Editorial: State flashpoint: Gun laws vs. gun rights

If nothing else, recent wrangling between Wisconsin Attorney General J.B. Van Hollen and Gov. Jim Doyle illustrates that it's time for the state to come to grips with the issues of gun rights and gun violence.

Van Hollen sent a memo to the state's district attorneys stating that openly carrying a handgun in public isn't automatically a crime. The governor responded by suggesting that communities should be allowed to adopt their own gun-control ordinances.
Emotions run high with any effort to balance Second Amendment rights and public safety. That's why the governor, attorney general and Legislature must step back and review these issues carefully and without political posturing.
In his memo to Wisconsin district attorneys, Van Hollen wrote that "we recognize that under certain circumstances, openly carrying a firearm may contribute to a disorderly conduct charge" but that "mere open carry of a firearm, absent additional facts and circumstances, should not result in a disorderly conduct charge."
From a practical sense the memo won't — and shouldn't — affect day-to-day behavior or police policy.
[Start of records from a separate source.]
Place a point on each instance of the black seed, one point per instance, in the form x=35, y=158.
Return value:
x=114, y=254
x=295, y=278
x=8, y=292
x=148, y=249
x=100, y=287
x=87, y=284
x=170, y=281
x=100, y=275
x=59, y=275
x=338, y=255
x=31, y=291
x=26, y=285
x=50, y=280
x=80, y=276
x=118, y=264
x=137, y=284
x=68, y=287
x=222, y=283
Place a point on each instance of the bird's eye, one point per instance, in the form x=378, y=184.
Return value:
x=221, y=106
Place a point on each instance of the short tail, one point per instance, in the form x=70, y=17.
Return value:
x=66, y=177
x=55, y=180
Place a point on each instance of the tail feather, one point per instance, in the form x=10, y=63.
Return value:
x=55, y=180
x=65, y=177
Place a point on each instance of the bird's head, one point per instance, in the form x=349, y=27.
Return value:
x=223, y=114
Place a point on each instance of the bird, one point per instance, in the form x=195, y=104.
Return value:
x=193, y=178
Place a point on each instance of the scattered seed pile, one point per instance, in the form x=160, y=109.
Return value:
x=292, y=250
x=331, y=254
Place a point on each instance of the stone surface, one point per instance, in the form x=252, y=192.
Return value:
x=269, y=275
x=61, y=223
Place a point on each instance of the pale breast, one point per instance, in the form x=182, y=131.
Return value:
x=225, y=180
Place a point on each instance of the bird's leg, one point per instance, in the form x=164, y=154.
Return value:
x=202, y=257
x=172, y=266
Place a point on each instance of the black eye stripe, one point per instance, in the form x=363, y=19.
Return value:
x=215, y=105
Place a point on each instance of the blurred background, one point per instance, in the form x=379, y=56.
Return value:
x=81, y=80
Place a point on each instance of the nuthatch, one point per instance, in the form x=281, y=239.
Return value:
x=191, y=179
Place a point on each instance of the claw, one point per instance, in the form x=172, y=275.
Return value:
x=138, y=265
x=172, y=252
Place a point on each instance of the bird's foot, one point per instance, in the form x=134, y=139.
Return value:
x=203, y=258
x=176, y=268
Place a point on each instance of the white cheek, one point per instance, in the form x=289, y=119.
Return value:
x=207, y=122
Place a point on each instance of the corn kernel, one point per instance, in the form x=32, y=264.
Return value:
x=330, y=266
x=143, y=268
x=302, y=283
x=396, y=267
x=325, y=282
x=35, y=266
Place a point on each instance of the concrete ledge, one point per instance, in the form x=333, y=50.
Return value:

There won't be many people who take Van Hollen's memo as an excuse to arm themselves in public.
State laws already exist against carrying firearms into government buildings, into bars and other places where alcohol is sold, and within 1,000 feet of a school. Many businesses and industries also prohibit firearms on their premises. This memo changes none of that.
Green Bay Police Chief Jim Arts tells the Green Bay Press-Gazette that he concurs with the sentiment expressed by Milwaukee Police Chief Ed Flynn, who said: "My message to my troops is if you see anybody carrying a gun on the streets of Milwaukee, we'll put them on the ground, take the gun away and then decide whether you have the right to carry it."
Brown County Sheriff Dennis Kocken said he would support his officers if they decide to question someone whom they see openly carrying a firearm. However, he added that as long as the individual isn't acting irresponsibly, there would be no reason to take the matter further.
In responding to Van Hollen, Doyle said he objected to the 1995 law that prohibited Wisconsin communities from passing ordinances that are more strict than state gun regulations. We think — and both Arts and Kocken agreed — the resulting patchwork of municipal gun laws would be a nightmare to enforce.
Whatever regulations the Legislature drafts would have to make sense in Green Bay and Greenleaf, Ashwaubenon and Athelstane. It just would not be good policy to have different rules for different communities.
Let's have this debate and settle it with measured rules that recognize constitutionally guaranteed rights, but also put a premium on common sense and public safety.
After months of trying to get a comment directly from Chief Arts, I am upset that he clearly is too busy or afraid to tell me directly that I will be assaulted and subjected to a harsh detainment while a LEO decides whether I deserve my civil rights.

Sheriff Kochen's statement is consistant with what his department has told me. Of course they would respond to investigate any calls, but would not cause undue interference if there were no other circumstances.

I was planning to take an armed walk around my neighborhood with my wife, but I don't want to subject her to being pushed to the ground and handcuffed by an overzealous officer.